Кровавый пуф. Книга 2. Две силы
Шрифт:
Крестьяне все еще раздумывали, покрякивали, потаптывались с ноги на ногу и тупили глаза да головы в землю.
— А може й так, выбачайце, паночку яснавяльможный! — заговорил наконец один из них. — Може мой такий дурны розум, а я сабе мыслю так што… ну, добро ж: цяперь мы пираменимся з хлопоу на дворовый, а патым нам вже й не вольно будзе з дваравых та й зноу на хресцьяны абернутьца. То кажу, так?
— А то так, так! — подтвердили и пан, и посредник.
— Ну, нехай, так! И я мыслю сабе, што муси быць так!.. А цяпер пан мне каже, как я за двадцять рубли зняу на гаренду мой кавалок; ну, гэто так, гэто гля мяне гожо. А може й там, патым, праз сколько время, пан мне скажець: невольно больщ за двадцять, а плаци каже напярод тридцать, альбо сорок рубли, кали хочешь гарендбваць, а не то, каже, вон пайшол! Ну, и што ж тоды мне будзе, без земли, без усяво?
И пан, и посредник необычайно поспешили возмутиться таким невероятным и коварным предположением. Селява-Жабчинский принялся уверять, что это вовсе невозможно, что их пан, пан Котырло, такой добрый, такой честный, благородный, великодушный человек, что он не то что не захочет, а и не подумает никогда сделать со своим верным и добрым хлопом подобную мерзость.

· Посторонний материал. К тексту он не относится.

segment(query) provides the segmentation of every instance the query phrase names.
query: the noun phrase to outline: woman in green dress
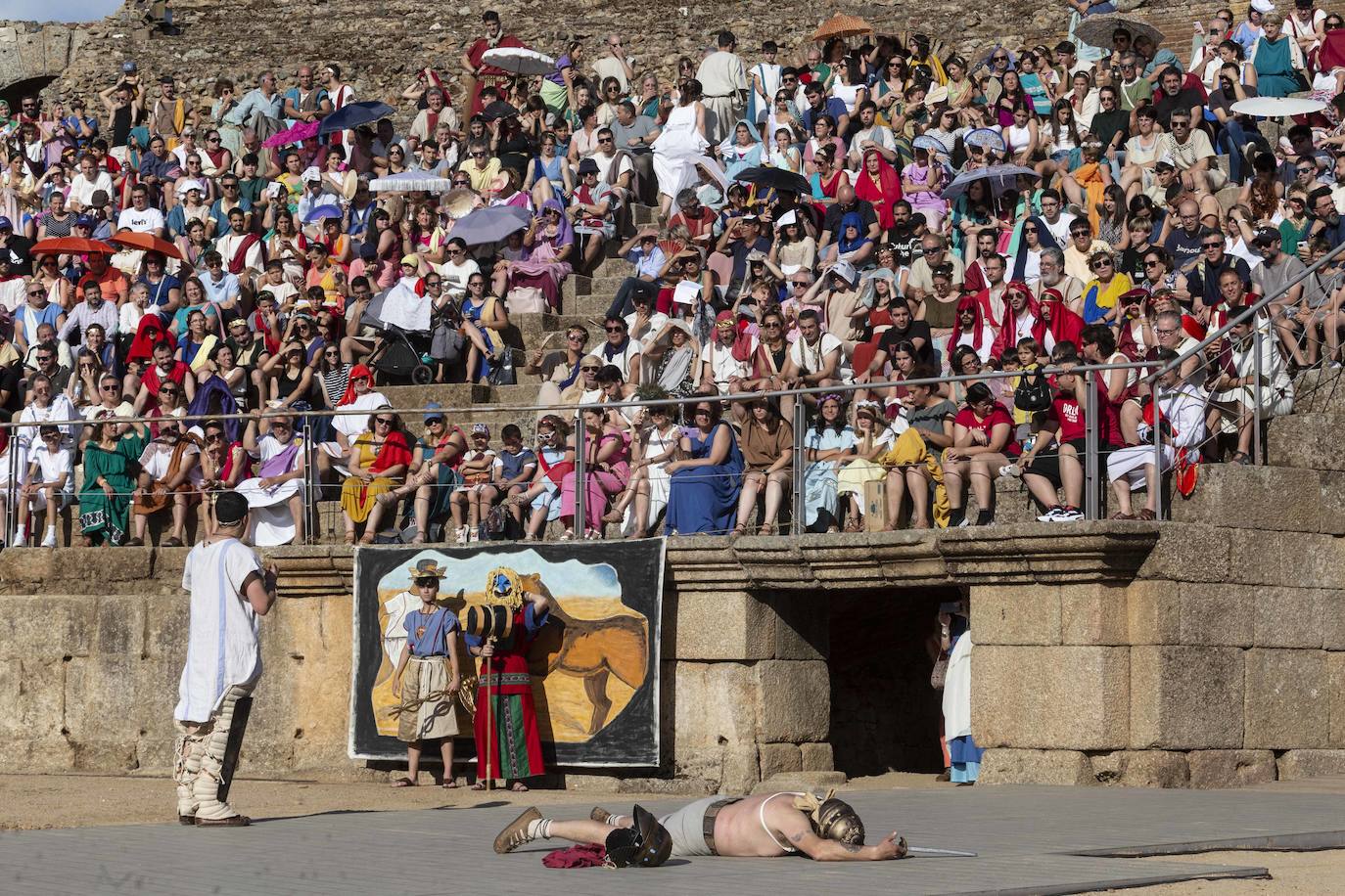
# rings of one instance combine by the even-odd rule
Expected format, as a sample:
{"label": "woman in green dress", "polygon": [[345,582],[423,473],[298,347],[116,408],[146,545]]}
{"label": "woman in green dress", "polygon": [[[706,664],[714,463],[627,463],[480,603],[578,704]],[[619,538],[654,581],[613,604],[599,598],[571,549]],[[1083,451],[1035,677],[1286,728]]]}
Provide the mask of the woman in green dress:
{"label": "woman in green dress", "polygon": [[85,446],[79,529],[85,547],[120,545],[130,525],[130,493],[149,431],[143,423],[118,422],[112,411],[97,418],[94,430],[95,438]]}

Добродетельный пан, в знак того, что у него мягкое, незлопамятное сердце, тотчас же распорядился послать за водкой своего конторщика, пана Михала, а пан Михал не замедлил явиться с целым двухведерным бочонком. Оскорбленный помещик, в своем присутствии, приказал пану Михалу угощать оскорбителей-хлопов, прибавя со вздохом, что в "такое время" он не желает, чтобы между им и хлопами оставалось какое-нибудь зло и недоразумение, и что он охотно им все прощает и забывает.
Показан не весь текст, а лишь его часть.